I was about to point out that a) it had gotten nominated for a bunch of Golden Globes and b) I had found Mission: Impossible—Ghost Protocol pretty lousy (but with a lot more action, so you could forget its own contrived plot and terrible, stilted dialogue) but then I remembered that moment when the audience had done a collective gasp.

“Did I imagine that all those people seemed to wince during the scene where the characters are throwing around the word retarded?” I asked Jamie.

“No,” he said. “You didn’t. I think the whole theater was pretty offended.”

This is the moment where I write something incredibly insightful and eloquent about the whole experience, but I got up at 5:20 am this morning so words escape me. But let me just say, I find it so amazing that out of the 30 or so individuals in the theater (it was pretty empty, as most people were at that moment sitting at home watching George Clooney accept a Golden Globe for Best Actor in the film) absolutely no one appeared to find the use of the word retarded as a way to get some cheap laughs acceptable in any way, shape or form.

Unfortunately, we still have a long way to go when it comes to society’s perceptions of people with disabilities. Last week, parents of special needs kids across the country were outraged when news leaked that children with disabilities in Middletown, Connecticut were being sent into closet-sized concrete “scream rooms” for punishment (http://newyork.cbslocal.com/2012/01/11/parents-furious-over-apparent-use-of-scream-rooms-inside-middletown-conn-elementary-school/). This past weekend, the blogosphere was in an outrage over the fact that a three year old girl from New Jersey was reportedly denied a kidney transplant at Children’s Hospital of Philadelphia because she has cognitive impairments due to a rare genetic disorder known as Wolf-Hirschhorn Syndrome. (http://yourlife.usatoday.com/parenting-family/special-needs/story/2012-01-16/Team-Amelia-backs-transplant-for-special-needs-child/52603482/1).
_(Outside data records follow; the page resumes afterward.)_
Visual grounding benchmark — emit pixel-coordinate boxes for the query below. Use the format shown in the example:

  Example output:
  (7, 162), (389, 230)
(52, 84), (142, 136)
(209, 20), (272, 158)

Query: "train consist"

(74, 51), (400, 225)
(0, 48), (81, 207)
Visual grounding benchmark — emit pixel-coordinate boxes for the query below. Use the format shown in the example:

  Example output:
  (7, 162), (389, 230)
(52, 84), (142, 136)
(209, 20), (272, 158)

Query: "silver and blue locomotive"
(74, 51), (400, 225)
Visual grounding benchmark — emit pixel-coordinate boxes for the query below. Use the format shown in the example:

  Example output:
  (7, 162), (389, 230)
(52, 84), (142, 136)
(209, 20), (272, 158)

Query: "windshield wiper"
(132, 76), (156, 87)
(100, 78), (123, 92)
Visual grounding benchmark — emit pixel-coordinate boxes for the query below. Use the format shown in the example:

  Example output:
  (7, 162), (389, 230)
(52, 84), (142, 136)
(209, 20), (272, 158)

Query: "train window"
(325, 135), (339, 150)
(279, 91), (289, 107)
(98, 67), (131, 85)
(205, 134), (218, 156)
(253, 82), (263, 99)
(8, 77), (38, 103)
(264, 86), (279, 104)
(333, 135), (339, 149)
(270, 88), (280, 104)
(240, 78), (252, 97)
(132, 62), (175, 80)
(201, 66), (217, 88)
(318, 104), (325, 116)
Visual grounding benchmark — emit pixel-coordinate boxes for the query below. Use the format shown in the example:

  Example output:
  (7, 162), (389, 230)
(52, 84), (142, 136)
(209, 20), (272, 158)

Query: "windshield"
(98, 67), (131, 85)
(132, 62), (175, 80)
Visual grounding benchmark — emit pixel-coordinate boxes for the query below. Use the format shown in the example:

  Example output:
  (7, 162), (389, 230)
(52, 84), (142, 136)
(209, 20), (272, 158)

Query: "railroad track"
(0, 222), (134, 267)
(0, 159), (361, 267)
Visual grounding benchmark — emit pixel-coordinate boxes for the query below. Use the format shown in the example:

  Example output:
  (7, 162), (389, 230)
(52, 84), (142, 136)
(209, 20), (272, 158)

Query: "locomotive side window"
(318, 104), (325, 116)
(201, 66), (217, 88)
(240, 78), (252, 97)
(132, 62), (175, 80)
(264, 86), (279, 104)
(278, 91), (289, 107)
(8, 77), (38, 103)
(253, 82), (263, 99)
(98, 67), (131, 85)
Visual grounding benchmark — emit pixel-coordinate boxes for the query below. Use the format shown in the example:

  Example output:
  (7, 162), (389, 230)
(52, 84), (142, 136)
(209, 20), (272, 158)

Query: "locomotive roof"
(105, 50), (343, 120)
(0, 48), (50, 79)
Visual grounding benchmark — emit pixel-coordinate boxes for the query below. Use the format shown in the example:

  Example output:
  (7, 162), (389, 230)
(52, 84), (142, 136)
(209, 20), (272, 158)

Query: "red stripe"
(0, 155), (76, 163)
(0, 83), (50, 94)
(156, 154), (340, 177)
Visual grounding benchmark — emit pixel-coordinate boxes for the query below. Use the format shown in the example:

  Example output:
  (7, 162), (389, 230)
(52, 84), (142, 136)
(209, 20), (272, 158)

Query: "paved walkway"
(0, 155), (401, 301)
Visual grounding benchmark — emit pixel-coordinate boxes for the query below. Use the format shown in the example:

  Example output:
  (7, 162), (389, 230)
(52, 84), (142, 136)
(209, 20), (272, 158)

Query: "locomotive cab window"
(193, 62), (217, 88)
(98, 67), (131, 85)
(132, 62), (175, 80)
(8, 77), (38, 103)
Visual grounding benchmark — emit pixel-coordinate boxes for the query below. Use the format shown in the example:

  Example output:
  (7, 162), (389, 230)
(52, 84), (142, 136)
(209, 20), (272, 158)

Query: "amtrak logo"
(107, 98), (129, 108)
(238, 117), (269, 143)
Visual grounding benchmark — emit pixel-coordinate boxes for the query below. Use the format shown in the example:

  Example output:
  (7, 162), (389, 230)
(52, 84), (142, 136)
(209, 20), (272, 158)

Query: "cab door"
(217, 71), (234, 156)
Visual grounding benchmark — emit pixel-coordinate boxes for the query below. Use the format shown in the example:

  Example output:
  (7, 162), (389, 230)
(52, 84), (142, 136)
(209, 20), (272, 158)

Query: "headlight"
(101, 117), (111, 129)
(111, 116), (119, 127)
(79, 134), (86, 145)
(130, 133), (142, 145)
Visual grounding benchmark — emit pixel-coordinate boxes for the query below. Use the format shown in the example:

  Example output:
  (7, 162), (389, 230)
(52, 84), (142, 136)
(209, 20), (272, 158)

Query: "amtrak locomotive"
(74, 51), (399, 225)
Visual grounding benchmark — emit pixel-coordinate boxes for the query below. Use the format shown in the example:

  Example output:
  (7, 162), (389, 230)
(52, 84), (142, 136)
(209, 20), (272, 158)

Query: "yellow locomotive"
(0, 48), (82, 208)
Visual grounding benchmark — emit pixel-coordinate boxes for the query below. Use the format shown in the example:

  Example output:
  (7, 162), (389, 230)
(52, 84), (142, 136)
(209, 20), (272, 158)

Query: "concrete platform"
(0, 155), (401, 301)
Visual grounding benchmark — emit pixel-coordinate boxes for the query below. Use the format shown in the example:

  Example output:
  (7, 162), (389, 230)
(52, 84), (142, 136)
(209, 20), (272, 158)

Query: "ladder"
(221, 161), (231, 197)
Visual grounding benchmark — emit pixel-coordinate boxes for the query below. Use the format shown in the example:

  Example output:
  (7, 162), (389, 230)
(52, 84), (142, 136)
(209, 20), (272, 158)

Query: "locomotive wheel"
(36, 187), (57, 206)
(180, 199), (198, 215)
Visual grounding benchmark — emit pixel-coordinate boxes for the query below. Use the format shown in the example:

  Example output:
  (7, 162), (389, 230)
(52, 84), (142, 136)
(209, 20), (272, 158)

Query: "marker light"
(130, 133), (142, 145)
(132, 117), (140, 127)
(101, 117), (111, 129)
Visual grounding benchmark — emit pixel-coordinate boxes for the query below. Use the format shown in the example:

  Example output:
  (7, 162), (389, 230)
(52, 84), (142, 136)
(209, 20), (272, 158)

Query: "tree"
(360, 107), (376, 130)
But for one moment, in one suburban movie theater, a group of people—most of whom I’m guessing don’t have a close family member or friend with developmental delays—found the word retarded supremely offensive.

Maybe it’s wishful thinking, but it seems to me our country is starting to get tired of poking fun at the disabled.

And maybe it’s time for Hollywood to finally start listening.